Supplementary industries that appears ripe for the application
of revenue management concepts includes Golf Courses, Freight Transportation, Health
Care, Utilities, Television Broadcast, Spa Resorts, Advertising,
Telecommunications, Ticketing, Restaurants and Web Conferencing.
As we know that Airline passengers on the same
flight shell out different fares. Post departure of the aircraft, the seats
which are not sold cannot engender any revenue and thus can be said to have
perished.
Consequently Airlines industry adopts various strategies to overcome
its loss toward unsold seats. For example, airlines can proffer discounts on
low- demand flights, Saturday night packages. The contrary, selling more
expensive seats when there is excess Demand.
To be more precise, inventory-focused branch of
revenue management, yield management involves strategies in order be in command
of of inventory to sell it to the right customer at the right time for the
right price.
Most of the Hotels have a familiar problem mainly
they generate a fixed inventory of perishable products that cannot be stored if
unsold by a specific time. For example, if a hotel room is not able to sell by
the night of arrival, then that room for that night will not be able to source revenue.
Occasionally, if reserved guest did not turn up to occupy the room, the blocked
room for the guest will not generate revenue and thereby hotel has to incur
loss. Therefore hotel's management also espouses various strategies to overcome
its loss toward unsold rooms.
In order to shun the risk of cancellations and
no-shows, overbooking is very glowing way to follow in hotels. Overbooking is a
necessity for any business that accepts reservations. In hotels, the method to
put into practice of overbooking requires a fine balance between guest service,
operational procedure, and revenue optimization. In favor of hotels with
multiple room types, the complexity is multiplied.

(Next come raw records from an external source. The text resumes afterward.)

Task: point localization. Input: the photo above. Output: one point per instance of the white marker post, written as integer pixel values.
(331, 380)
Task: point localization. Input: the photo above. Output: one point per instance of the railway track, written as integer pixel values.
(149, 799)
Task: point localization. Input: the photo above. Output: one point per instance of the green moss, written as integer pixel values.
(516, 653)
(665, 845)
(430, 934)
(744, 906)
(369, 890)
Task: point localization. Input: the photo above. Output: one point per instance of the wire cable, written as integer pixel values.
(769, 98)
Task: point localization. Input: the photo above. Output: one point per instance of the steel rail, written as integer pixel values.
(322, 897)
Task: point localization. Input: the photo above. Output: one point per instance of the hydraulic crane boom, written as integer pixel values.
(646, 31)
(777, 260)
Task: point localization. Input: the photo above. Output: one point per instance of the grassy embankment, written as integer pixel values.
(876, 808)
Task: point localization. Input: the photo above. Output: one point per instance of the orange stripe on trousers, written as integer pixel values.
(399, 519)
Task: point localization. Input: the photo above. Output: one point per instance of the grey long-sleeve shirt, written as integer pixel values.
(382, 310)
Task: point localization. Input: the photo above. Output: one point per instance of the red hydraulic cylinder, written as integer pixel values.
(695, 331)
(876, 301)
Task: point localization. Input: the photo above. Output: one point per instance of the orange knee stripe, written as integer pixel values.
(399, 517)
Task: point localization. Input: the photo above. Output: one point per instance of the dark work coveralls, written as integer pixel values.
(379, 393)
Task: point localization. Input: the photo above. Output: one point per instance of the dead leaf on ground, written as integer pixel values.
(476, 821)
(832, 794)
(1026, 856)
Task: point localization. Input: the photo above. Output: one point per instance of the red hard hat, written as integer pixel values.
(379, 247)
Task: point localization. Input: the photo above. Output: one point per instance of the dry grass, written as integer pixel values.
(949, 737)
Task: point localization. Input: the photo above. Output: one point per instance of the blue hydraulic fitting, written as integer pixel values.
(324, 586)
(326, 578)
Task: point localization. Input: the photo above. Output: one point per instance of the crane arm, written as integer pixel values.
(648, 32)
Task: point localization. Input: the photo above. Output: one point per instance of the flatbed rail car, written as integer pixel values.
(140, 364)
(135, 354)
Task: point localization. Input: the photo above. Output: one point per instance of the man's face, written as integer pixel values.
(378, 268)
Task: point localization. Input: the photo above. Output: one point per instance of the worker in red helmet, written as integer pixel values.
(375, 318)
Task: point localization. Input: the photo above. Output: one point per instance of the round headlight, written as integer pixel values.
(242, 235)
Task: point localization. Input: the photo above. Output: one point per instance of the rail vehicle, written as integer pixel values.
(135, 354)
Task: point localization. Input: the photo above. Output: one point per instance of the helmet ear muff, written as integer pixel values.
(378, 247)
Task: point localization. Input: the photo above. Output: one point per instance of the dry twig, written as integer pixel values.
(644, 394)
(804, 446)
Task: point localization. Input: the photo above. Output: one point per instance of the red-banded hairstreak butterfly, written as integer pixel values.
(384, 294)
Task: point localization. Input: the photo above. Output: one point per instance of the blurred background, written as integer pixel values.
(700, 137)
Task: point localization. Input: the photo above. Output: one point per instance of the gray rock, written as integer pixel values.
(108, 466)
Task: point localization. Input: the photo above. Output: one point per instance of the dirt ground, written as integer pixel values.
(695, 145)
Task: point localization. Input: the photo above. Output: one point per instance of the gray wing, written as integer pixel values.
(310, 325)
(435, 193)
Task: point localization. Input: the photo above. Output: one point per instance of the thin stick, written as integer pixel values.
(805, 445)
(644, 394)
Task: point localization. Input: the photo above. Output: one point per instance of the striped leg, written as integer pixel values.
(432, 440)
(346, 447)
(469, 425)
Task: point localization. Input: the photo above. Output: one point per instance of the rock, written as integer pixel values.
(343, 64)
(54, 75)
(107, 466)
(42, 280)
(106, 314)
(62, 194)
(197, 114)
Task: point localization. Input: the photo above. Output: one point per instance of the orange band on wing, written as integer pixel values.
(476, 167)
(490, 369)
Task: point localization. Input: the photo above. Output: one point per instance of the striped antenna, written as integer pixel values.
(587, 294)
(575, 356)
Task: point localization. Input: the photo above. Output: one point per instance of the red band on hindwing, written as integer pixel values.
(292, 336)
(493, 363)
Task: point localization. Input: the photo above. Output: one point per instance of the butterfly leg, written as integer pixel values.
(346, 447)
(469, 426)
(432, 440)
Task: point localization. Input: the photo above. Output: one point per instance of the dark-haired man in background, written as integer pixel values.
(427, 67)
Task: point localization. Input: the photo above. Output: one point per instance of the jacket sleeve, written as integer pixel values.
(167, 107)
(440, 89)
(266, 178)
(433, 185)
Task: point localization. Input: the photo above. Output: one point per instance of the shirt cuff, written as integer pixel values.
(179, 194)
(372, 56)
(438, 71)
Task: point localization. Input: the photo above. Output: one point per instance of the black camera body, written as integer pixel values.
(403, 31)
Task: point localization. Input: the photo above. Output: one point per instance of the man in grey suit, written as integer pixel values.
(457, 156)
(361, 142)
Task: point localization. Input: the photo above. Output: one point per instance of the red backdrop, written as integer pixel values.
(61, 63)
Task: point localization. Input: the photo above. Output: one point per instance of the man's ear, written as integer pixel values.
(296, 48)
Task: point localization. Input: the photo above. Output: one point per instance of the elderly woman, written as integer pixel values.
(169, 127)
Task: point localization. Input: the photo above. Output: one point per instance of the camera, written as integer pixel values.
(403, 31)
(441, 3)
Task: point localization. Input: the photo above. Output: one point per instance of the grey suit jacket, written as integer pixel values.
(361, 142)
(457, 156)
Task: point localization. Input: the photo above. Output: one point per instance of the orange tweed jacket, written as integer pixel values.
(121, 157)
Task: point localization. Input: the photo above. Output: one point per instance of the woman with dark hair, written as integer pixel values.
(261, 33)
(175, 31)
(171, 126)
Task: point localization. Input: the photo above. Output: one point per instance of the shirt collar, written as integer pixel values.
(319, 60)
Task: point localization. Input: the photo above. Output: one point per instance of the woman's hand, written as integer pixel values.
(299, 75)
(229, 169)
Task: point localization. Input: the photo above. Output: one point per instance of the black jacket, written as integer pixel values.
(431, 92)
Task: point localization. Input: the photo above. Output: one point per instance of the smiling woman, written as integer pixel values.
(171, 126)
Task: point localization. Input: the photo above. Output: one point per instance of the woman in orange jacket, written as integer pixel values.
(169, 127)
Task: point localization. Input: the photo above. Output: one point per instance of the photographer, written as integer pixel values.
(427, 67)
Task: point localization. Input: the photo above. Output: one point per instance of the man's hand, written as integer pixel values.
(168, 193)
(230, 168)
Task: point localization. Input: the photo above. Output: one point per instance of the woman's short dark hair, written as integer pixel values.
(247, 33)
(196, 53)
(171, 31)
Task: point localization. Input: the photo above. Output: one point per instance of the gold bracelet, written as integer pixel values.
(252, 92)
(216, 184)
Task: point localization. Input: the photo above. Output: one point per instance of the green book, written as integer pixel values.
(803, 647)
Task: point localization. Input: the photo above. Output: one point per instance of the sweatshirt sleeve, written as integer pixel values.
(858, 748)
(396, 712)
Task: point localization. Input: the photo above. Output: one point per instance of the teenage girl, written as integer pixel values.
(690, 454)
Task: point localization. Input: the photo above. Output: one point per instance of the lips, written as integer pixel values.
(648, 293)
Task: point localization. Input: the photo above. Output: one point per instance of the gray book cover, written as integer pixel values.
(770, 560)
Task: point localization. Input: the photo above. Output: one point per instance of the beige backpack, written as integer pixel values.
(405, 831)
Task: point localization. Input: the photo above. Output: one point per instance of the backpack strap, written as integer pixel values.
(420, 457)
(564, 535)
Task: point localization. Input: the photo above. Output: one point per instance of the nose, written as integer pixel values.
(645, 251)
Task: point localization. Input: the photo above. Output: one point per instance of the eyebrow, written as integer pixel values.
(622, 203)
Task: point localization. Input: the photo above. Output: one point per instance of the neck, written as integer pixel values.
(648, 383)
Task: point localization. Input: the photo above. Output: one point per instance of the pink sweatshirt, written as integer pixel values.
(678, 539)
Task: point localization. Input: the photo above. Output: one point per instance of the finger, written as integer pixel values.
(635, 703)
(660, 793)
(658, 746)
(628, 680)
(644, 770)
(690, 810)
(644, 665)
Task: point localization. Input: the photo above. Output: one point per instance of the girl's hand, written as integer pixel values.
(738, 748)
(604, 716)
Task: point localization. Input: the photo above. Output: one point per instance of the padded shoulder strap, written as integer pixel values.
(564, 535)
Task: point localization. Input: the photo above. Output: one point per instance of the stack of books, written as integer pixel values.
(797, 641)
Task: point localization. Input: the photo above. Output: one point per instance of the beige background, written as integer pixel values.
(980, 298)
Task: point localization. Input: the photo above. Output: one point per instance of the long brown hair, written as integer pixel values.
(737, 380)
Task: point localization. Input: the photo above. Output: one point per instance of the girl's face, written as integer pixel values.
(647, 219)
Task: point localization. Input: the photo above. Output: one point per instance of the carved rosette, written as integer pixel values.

Managers need to anticipate
and need to consider the competitive market, future events, previous year's
revenue, guaranteed reservation guests, seasonal rate, activities in the city,
business guests, Long stay guests etc. The aspiration is to identify the high yield
guest- the one who will pay the most and stay the longest, to achieve the
highest possible profit.
The front office manager must resolve what rates
will be used on a given day. Hotel rooms are sold for not to be trusted prices
which depends on the time of the booking of the room. One of the major tactics
is to organize Hurdle rate. We all recognize that Rack rate is the highest rate
to be given for a guest room, which moreover changes from day to day.
Whichever room price we offer to our clientele cannot
exceed its Rack Rate. Usually Rack rates are presented to walk in guests, other
than Front office manager must set the lowest rate for a given date based upon
the demand. This lowest rate is called as Hurdle Rate. A few rooms can be sold
at a price above than its hurdle rate. It might vary from day to day depending
upon the hotel?s desired yield and market conditions.